There have always been hoodlums, thugs, and borderline-illiterates who find a way through the system, and once they sign a pro contract and get that big money, some of them exhibit really outrageous behavior. In recent years, with the dollar amounts in play becoming ever higher, a few of these antisocial types have found themselves able to misbehave in extremely high-profile fashion. Lots of these guys are very much in love with themselves, and when they get those fat contracts, they understand them as an affirmation of their high opinions of themsleves. They believe themselves above the rst of us, and don't think that they're subject to the same ruels as the rest of humanity.
On the other hand, there have always been good guys whose participation is sports truly exemplifies all the platitiudes we've all heard about sportsmanship, discipline, etc. I'm not speaking only of the elite group of true "scholar-athletes," guys who have gone on to become Supreme Court Justices*, etc., but also of the many who may not have 98th-percentile IQs and are not especially bookish, but who are decent thoughtful citizens and in many cases donate much of their time and fortune to charities in their communities.
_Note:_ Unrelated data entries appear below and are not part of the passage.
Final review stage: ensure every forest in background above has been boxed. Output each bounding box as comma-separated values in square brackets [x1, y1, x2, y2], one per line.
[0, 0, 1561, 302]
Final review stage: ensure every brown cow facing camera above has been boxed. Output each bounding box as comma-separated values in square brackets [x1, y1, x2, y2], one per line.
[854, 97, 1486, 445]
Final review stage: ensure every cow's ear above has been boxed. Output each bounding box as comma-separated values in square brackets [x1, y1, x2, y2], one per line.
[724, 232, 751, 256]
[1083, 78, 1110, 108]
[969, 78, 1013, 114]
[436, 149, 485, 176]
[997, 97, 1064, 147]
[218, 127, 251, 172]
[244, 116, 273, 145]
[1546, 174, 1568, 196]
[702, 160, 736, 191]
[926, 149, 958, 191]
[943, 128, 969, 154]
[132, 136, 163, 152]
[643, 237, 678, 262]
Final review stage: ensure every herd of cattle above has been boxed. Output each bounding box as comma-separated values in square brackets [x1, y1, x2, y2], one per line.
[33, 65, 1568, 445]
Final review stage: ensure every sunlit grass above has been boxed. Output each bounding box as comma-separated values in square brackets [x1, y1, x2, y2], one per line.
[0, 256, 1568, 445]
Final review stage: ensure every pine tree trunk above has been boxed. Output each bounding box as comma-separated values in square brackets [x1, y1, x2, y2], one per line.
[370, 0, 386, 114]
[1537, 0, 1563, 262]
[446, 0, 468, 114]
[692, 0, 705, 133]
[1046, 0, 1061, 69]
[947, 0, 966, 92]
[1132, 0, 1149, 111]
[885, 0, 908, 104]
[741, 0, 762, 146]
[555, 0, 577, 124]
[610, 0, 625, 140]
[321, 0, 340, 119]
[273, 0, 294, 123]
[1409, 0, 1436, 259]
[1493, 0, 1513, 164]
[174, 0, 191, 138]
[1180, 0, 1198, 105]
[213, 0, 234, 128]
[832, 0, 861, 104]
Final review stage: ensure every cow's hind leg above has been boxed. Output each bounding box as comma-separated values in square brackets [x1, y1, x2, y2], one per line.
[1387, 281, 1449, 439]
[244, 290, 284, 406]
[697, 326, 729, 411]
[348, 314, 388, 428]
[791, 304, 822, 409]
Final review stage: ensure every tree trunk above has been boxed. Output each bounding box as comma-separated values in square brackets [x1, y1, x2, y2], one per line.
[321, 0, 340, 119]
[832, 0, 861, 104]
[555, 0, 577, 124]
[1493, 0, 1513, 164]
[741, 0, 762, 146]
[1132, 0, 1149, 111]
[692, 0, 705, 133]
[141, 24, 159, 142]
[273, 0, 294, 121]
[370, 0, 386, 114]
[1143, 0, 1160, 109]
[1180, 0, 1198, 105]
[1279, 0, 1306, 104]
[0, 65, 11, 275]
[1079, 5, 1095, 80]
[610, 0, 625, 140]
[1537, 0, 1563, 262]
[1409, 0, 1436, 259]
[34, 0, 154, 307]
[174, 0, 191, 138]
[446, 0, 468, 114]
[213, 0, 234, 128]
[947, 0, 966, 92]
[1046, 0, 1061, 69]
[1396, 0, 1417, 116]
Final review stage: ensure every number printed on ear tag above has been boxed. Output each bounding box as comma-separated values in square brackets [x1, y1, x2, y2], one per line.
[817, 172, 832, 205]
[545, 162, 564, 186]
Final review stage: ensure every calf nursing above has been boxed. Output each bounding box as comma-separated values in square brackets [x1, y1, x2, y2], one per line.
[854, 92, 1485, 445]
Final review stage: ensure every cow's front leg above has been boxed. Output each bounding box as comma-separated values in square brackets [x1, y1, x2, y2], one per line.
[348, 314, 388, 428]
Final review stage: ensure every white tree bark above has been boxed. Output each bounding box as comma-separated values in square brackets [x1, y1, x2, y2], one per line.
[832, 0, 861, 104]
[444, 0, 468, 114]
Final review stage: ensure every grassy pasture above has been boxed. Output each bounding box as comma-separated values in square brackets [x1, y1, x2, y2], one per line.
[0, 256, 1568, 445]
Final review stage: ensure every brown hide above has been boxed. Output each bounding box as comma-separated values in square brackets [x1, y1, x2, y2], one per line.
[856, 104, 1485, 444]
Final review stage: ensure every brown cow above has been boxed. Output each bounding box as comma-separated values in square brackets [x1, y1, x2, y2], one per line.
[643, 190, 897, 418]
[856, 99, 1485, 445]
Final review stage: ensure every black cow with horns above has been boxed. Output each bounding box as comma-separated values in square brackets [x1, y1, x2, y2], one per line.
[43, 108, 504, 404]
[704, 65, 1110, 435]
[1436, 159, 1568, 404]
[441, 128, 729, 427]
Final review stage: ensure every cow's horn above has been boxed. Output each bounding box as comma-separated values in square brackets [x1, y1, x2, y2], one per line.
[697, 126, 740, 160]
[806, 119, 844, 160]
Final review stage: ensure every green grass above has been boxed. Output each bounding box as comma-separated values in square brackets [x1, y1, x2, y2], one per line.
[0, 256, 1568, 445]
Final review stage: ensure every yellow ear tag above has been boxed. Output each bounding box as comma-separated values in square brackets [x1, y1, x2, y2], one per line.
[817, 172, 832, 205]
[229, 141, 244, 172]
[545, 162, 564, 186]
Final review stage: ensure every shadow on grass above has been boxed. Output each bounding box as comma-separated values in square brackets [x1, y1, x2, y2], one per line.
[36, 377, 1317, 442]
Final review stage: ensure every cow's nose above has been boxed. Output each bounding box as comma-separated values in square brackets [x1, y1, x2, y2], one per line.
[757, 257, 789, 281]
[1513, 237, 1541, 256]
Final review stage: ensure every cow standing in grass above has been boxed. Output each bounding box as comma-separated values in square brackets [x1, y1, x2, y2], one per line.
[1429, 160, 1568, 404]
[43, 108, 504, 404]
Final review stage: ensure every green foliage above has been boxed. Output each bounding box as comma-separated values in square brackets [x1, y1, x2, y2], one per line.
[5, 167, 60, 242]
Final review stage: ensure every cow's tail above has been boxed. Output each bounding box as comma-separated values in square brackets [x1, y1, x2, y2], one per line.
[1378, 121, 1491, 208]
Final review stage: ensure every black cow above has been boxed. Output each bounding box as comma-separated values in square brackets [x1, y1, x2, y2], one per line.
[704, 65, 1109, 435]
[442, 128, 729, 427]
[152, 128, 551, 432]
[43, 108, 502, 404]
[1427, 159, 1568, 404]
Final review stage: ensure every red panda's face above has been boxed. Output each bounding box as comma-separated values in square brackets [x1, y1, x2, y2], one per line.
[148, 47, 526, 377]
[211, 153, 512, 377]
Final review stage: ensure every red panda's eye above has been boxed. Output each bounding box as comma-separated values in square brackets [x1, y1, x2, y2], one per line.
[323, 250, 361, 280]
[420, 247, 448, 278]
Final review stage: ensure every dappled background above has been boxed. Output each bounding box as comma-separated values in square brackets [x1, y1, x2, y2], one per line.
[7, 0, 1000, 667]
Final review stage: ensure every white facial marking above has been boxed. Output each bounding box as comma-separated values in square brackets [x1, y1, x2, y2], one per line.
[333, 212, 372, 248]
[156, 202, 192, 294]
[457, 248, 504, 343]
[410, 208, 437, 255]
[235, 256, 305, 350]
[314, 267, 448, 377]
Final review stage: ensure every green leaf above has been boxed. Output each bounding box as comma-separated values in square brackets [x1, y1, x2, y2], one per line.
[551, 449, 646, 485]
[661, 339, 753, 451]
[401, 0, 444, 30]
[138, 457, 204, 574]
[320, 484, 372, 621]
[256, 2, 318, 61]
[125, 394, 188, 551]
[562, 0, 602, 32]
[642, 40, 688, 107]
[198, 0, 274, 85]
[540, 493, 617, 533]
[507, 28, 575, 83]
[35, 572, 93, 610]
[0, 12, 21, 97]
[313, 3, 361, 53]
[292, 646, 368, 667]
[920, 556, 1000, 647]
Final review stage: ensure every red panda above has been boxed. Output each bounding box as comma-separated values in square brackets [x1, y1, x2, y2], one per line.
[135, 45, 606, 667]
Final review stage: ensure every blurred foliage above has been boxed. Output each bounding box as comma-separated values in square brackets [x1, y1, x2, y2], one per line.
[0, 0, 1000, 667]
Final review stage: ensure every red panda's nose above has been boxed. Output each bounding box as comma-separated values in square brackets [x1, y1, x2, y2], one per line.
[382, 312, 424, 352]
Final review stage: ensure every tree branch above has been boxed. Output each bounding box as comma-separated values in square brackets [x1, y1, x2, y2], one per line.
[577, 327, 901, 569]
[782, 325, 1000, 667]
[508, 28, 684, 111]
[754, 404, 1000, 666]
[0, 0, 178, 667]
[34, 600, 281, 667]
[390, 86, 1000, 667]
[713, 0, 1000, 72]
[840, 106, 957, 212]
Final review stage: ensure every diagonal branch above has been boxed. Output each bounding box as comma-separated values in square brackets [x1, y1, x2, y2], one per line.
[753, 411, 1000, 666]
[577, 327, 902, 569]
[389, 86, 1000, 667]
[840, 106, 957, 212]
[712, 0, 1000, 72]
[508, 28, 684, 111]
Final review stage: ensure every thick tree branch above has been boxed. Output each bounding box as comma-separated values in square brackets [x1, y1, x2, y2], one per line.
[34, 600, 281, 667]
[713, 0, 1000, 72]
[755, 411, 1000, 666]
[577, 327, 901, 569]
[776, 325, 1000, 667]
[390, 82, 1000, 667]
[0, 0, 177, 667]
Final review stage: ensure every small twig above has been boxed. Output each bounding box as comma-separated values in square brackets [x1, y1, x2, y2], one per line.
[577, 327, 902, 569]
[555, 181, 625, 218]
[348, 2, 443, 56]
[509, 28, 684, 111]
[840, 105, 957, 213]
The current roster of the New Orleans Saints, for example, seems to have been assembled with an eye to "character" ~ solid citizens to a man, many of them volunteering for varous causes in a community that needs all the help it can get.
I don't think that there are any fewer good guys "recently" than ever before; I think that what's different about recent years is that the bad apples are finding ever more spectacular ways to offend the rest of us.
*(There has been only one US Supreme Court justice with a pro-football background, the late Byron "Whizzer" White. I used the plural because I know of at least one state supreme court justice, Alan Page of Minnesota, formerly of the Vikings and, before that, Notre Dame class of 1967.)